Return all captured in-memory spans.

Only populated when in_memory=True. Thread-safe.

Returns:: list[SpanRecord] – Snapshot of all recorded spans (newest last).

clear_spans()[source]

Clear all in-memory spans.

Only has effect when in_memory=True.

Return type:: None

class ractogateway.telemetry.SpanRecord(**data)[source]

Bases: BaseModel

In-memory span record — captured when RactoTracer(in_memory=True).

Useful for unit tests: inspect .spans after a call and assert on attributes without requiring an external OTEL backend.

Parameters:

name (str) – OTEL span name ("llm.chat" or "llm.embed").
provider (str) – Provider string — "openai", "google", or "anthropic".
model (str) – Model identifier as passed to the kit (e.g. "gpt-4o").
operation (str) – Operation type — "chat", "stream", or "embed".
latency_ms (float) – Total wall-clock latency of the LLM call in milliseconds.
input_tokens (int) – Number of prompt / input tokens consumed.
output_tokens (int) – Number of completion / output tokens produced.
cost_usd (float) – Estimated cost in USD derived from the built-in pricing table.
cache_hit (str) – Which cache served the result: "exact", "semantic", or "miss" when the LLM API was actually called.
tool_calls (int) – Number of tool calls present in the response.
status (str) – "ok" on success, "error" on exception.
error_type (str | None) – Exception class name when status == "error", else None.
timestamp (float) – Unix timestamp (time.time()) when the span was recorded.

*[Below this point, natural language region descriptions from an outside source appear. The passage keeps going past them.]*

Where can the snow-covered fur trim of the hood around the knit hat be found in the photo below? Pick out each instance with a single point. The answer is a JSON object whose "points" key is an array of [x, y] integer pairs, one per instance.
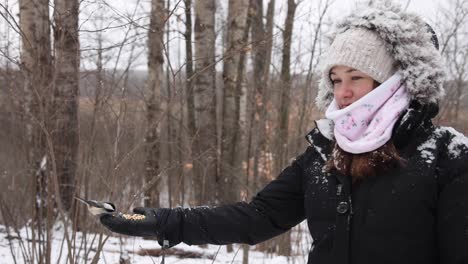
{"points": [[409, 41]]}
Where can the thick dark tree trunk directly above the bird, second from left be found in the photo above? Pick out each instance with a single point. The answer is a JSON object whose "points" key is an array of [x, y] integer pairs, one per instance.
{"points": [[67, 64]]}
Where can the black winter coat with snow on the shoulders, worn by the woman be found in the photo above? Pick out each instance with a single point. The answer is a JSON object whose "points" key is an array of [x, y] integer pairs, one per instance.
{"points": [[417, 214]]}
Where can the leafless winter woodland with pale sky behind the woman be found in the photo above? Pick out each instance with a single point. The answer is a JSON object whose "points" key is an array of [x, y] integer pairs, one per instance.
{"points": [[167, 103]]}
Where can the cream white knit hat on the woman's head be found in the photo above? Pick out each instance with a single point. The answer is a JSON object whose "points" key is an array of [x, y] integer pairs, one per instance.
{"points": [[361, 49]]}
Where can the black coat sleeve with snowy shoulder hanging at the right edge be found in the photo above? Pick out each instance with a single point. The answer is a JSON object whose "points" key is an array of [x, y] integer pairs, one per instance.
{"points": [[452, 211]]}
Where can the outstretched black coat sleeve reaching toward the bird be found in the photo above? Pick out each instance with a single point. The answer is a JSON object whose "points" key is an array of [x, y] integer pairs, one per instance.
{"points": [[274, 210]]}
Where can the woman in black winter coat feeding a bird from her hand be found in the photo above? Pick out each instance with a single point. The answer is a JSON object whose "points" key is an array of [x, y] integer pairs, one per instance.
{"points": [[379, 182]]}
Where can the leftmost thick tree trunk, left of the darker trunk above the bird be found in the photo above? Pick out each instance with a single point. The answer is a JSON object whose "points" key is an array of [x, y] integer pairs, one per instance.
{"points": [[36, 62]]}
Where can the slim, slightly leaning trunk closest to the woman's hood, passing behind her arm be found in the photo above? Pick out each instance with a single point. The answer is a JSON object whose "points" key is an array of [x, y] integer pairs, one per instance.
{"points": [[282, 153]]}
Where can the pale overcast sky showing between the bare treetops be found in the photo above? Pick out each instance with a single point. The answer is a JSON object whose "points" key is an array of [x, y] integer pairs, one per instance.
{"points": [[134, 49]]}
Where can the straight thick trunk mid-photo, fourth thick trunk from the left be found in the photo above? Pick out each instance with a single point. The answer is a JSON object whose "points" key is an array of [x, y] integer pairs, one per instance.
{"points": [[205, 158]]}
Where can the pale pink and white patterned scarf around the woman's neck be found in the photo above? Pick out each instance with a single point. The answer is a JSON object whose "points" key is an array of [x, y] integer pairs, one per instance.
{"points": [[367, 124]]}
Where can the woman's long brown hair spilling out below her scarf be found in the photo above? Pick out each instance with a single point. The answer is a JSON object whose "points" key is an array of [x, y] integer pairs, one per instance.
{"points": [[369, 164]]}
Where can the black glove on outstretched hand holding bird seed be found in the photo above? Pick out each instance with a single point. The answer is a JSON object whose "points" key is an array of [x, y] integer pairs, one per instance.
{"points": [[133, 225]]}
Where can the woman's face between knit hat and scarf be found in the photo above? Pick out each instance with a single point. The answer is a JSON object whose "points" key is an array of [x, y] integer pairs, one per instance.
{"points": [[349, 85]]}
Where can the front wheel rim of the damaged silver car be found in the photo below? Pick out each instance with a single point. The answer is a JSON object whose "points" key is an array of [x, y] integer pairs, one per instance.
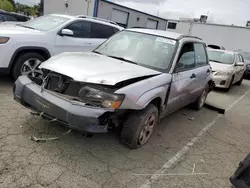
{"points": [[147, 130]]}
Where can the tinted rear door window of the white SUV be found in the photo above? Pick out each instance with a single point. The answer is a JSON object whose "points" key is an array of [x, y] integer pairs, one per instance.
{"points": [[101, 31]]}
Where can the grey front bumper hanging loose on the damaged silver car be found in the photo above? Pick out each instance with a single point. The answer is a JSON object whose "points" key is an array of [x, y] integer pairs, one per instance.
{"points": [[73, 114]]}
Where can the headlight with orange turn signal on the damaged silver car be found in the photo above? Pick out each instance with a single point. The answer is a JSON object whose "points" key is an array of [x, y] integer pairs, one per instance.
{"points": [[100, 98]]}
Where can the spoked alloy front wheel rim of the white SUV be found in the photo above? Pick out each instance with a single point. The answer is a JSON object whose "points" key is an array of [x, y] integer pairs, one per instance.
{"points": [[30, 68]]}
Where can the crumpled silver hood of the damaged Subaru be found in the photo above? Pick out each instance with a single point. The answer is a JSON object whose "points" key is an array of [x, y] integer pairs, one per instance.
{"points": [[95, 68]]}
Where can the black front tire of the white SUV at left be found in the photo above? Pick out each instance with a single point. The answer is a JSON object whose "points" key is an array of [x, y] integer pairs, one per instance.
{"points": [[20, 60]]}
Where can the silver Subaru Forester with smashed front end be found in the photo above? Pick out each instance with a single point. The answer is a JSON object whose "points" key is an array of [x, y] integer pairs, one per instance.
{"points": [[129, 82]]}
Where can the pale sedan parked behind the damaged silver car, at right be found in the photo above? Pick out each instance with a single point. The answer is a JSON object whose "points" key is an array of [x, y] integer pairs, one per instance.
{"points": [[228, 68]]}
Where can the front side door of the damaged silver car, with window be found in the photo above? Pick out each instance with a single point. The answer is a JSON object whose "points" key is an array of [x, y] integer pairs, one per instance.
{"points": [[183, 82]]}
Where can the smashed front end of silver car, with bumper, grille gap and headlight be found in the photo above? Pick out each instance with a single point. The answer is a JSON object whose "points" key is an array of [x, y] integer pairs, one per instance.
{"points": [[78, 105]]}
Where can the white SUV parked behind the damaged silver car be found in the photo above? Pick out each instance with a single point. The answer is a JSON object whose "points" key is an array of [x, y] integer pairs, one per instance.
{"points": [[24, 46]]}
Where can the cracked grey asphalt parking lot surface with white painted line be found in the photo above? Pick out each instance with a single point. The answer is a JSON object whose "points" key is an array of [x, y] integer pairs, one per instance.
{"points": [[76, 160]]}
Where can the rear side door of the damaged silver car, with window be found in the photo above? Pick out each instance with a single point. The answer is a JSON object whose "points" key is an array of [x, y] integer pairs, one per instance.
{"points": [[202, 70]]}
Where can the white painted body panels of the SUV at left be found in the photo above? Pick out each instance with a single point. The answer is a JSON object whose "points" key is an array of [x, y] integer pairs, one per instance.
{"points": [[50, 40]]}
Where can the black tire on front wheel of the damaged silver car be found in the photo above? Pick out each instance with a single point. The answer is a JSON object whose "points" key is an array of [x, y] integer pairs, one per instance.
{"points": [[135, 124]]}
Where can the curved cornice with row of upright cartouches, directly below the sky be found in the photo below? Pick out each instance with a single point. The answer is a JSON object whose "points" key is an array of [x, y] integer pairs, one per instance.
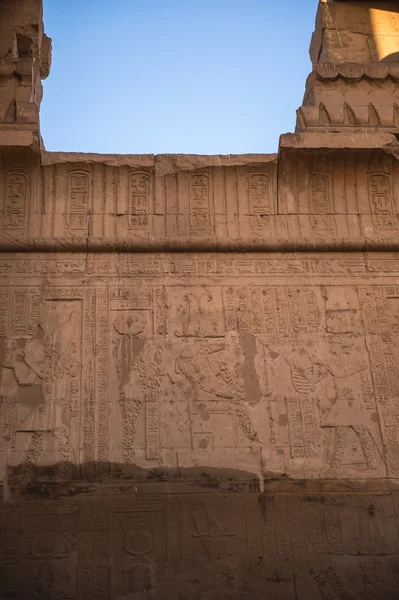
{"points": [[337, 195]]}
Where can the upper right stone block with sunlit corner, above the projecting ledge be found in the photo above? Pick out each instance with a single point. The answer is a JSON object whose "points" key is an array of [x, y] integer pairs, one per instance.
{"points": [[354, 49]]}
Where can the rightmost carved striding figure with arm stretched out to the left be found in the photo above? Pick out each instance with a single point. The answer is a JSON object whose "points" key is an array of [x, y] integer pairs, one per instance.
{"points": [[334, 364]]}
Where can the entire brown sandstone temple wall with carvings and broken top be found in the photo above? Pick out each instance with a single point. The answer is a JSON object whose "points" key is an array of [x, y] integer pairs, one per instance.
{"points": [[199, 354]]}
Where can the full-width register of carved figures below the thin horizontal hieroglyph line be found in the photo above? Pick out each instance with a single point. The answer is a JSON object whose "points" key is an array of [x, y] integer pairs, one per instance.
{"points": [[279, 367]]}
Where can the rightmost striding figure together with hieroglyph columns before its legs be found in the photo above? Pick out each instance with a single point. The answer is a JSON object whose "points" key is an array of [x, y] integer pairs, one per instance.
{"points": [[328, 398]]}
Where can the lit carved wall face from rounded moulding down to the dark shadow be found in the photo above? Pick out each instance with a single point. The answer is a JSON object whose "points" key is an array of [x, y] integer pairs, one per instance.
{"points": [[270, 364]]}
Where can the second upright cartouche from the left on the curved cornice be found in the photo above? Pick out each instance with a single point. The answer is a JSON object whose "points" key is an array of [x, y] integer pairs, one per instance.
{"points": [[77, 217]]}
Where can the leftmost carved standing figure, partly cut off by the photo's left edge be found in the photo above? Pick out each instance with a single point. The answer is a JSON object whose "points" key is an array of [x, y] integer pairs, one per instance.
{"points": [[48, 361]]}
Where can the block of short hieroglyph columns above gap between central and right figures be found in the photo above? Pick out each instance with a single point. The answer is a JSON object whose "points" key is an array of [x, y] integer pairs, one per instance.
{"points": [[279, 310]]}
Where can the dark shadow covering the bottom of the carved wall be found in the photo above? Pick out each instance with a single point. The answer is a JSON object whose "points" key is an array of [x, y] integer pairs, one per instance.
{"points": [[213, 538]]}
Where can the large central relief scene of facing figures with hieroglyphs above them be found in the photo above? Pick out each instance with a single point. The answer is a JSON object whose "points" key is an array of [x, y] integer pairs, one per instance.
{"points": [[275, 368]]}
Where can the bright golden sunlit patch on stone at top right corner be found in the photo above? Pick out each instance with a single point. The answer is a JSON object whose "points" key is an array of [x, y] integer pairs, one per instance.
{"points": [[384, 23]]}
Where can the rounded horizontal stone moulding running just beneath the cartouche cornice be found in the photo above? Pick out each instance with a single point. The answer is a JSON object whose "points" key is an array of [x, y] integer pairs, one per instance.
{"points": [[197, 245]]}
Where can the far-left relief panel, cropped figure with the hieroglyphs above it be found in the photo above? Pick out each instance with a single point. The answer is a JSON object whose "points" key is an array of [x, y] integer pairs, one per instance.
{"points": [[40, 380]]}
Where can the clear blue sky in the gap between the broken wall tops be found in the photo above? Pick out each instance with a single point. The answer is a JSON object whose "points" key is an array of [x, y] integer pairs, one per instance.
{"points": [[160, 76]]}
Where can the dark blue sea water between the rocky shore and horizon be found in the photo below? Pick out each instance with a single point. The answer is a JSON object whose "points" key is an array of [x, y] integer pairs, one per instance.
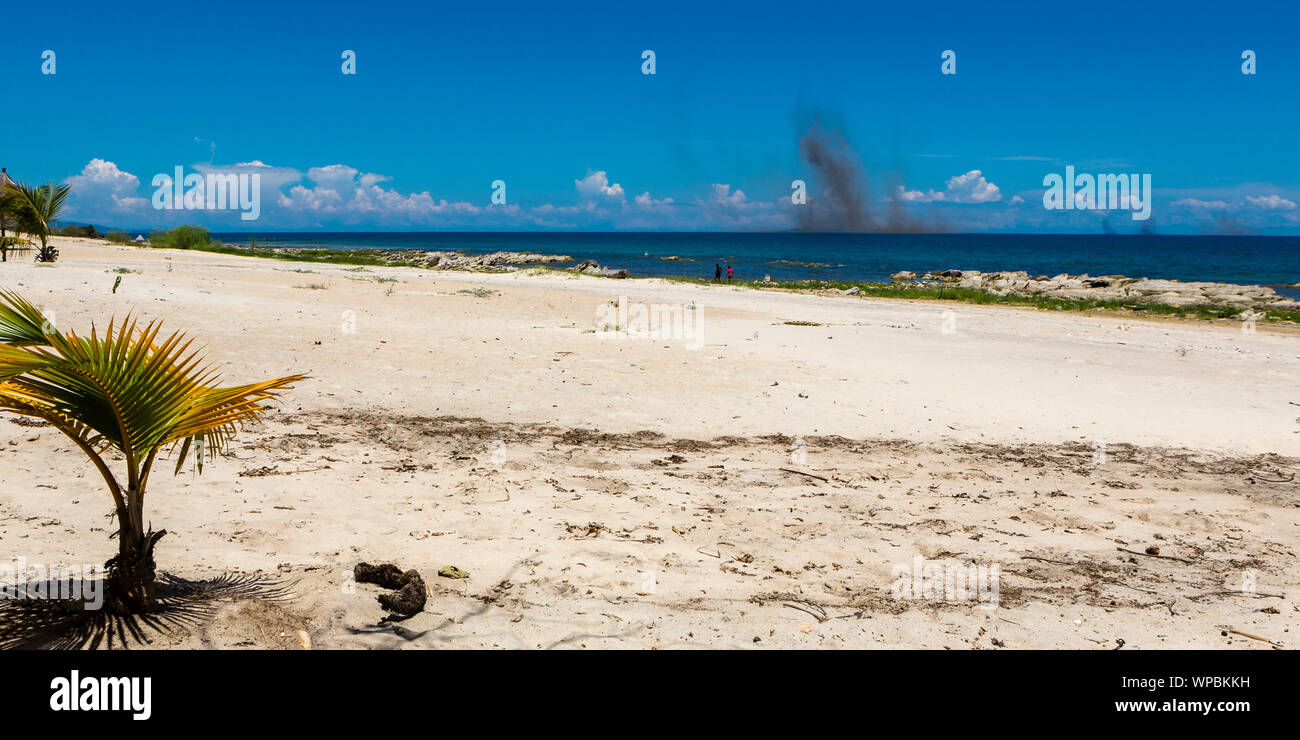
{"points": [[1253, 261]]}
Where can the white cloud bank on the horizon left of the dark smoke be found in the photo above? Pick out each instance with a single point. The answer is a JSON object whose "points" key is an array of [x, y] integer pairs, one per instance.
{"points": [[341, 197]]}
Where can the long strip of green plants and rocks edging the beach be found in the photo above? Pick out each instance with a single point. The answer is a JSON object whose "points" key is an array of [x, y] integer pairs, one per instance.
{"points": [[959, 287]]}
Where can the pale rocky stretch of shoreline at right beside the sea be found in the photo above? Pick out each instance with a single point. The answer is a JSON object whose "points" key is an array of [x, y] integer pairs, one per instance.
{"points": [[1112, 288]]}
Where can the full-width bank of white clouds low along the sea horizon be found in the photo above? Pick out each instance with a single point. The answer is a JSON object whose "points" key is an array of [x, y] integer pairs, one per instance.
{"points": [[339, 197]]}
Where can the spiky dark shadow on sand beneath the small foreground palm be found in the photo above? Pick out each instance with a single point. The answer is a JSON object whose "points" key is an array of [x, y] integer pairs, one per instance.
{"points": [[66, 625]]}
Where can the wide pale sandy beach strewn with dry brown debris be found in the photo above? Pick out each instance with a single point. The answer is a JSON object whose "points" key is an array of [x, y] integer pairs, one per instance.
{"points": [[760, 484]]}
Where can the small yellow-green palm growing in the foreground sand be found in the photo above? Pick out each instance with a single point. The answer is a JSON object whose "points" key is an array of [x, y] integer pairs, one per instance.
{"points": [[128, 391]]}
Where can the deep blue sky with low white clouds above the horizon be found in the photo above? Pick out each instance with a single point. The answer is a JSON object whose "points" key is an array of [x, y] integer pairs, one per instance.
{"points": [[551, 99]]}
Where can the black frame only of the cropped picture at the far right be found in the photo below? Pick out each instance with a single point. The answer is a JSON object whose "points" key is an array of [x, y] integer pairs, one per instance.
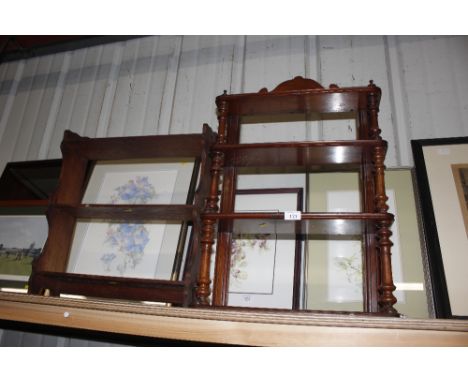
{"points": [[427, 196]]}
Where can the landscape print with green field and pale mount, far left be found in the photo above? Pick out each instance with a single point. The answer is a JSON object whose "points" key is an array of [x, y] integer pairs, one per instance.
{"points": [[21, 241]]}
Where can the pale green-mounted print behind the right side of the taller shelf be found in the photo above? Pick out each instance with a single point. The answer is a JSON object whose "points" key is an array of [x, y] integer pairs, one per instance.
{"points": [[334, 269]]}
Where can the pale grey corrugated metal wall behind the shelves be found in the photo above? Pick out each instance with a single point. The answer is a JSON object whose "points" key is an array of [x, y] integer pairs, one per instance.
{"points": [[167, 85]]}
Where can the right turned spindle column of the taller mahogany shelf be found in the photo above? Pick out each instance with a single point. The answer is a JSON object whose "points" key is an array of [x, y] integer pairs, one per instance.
{"points": [[386, 287]]}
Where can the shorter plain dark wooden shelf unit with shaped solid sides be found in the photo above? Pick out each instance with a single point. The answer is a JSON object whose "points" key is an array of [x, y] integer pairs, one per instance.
{"points": [[50, 275]]}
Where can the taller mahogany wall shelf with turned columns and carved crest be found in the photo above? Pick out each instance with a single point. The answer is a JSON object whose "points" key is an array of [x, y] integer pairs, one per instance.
{"points": [[365, 154]]}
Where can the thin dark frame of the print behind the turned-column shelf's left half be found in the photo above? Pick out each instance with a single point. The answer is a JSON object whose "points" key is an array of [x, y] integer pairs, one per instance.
{"points": [[296, 293]]}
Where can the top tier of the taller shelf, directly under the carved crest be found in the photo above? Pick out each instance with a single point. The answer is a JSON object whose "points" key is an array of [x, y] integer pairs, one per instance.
{"points": [[334, 100]]}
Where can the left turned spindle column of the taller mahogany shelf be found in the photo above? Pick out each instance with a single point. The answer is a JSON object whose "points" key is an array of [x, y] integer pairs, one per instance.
{"points": [[208, 225]]}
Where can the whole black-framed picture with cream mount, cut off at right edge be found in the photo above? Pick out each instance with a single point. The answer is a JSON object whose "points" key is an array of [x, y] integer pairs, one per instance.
{"points": [[441, 169]]}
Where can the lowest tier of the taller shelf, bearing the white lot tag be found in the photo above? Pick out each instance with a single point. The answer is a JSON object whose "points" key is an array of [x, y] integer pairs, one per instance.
{"points": [[311, 223]]}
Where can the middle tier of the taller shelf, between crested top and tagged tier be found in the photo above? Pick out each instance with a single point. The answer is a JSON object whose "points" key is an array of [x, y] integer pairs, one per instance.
{"points": [[314, 156]]}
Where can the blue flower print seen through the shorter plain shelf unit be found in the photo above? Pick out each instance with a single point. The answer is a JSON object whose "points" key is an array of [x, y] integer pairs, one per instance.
{"points": [[136, 249]]}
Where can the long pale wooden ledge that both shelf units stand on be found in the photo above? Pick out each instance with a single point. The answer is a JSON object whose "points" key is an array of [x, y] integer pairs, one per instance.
{"points": [[232, 326]]}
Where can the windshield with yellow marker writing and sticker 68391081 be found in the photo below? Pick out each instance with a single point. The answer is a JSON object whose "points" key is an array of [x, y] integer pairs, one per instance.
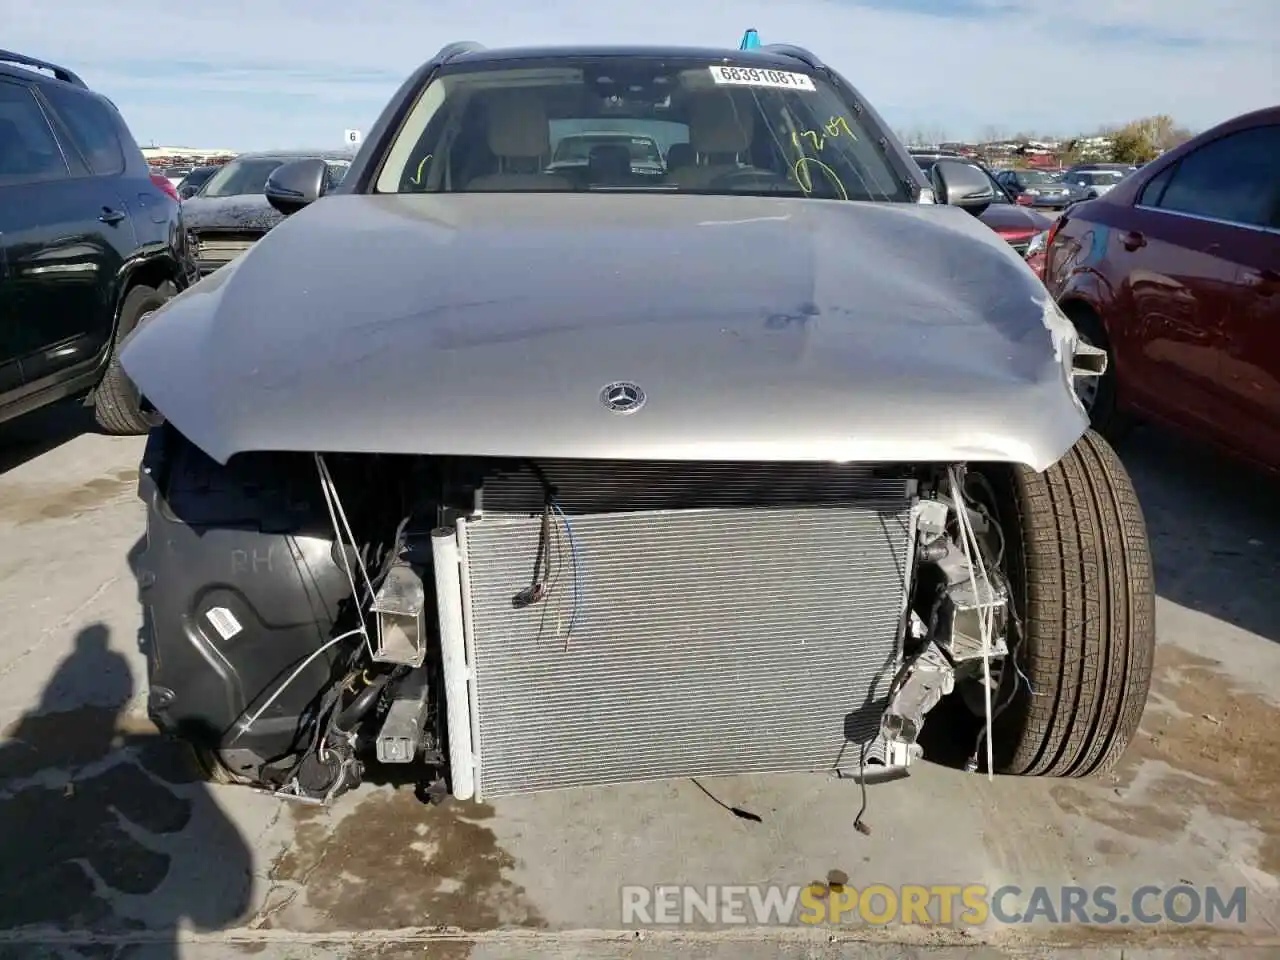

Create a new model by parsing and validating input data from keyword arguments.

Raises [ValidationError][pydantic_core.ValidationError] if the input data cannot be validated to form a valid model.

self is explicitly positional-only to allow self as a field name.

name: str

provider: str

model: str

operation: str

latency_ms: float

input_tokens: int

output_tokens: int

cost_usd: float

cache_hit: str

tool_calls: int

status: str

error_type: str | None

timestamp: float

model_config: ClassVar[ConfigDict] = {}: Configuration for the model, should be a dictionary conforming to [ConfigDict][pydantic.config.ConfigDict].

ractogateway.telemetry.compute_cost(model, input_tokens, output_tokens, extra_table=None)[source]

Compute the estimated USD cost for a single LLM call.

Parameters:

model (str) – Model identifier (e.g. "gpt-4o"). If not found in the combined table the function returns 0.0.
input_tokens (int) – Number of prompt tokens consumed.
output_tokens (int) – Number of completion tokens produced.
extra_table (dict[str, ModelPricing] | None) – Optional {model: ModelPricing} dict to override or extend DEFAULT_COST_TABLE. Extra entries win over defaults.

Return type:

float

Returns:

float – Estimated cost in USD, or 0.0 when the model is unknown.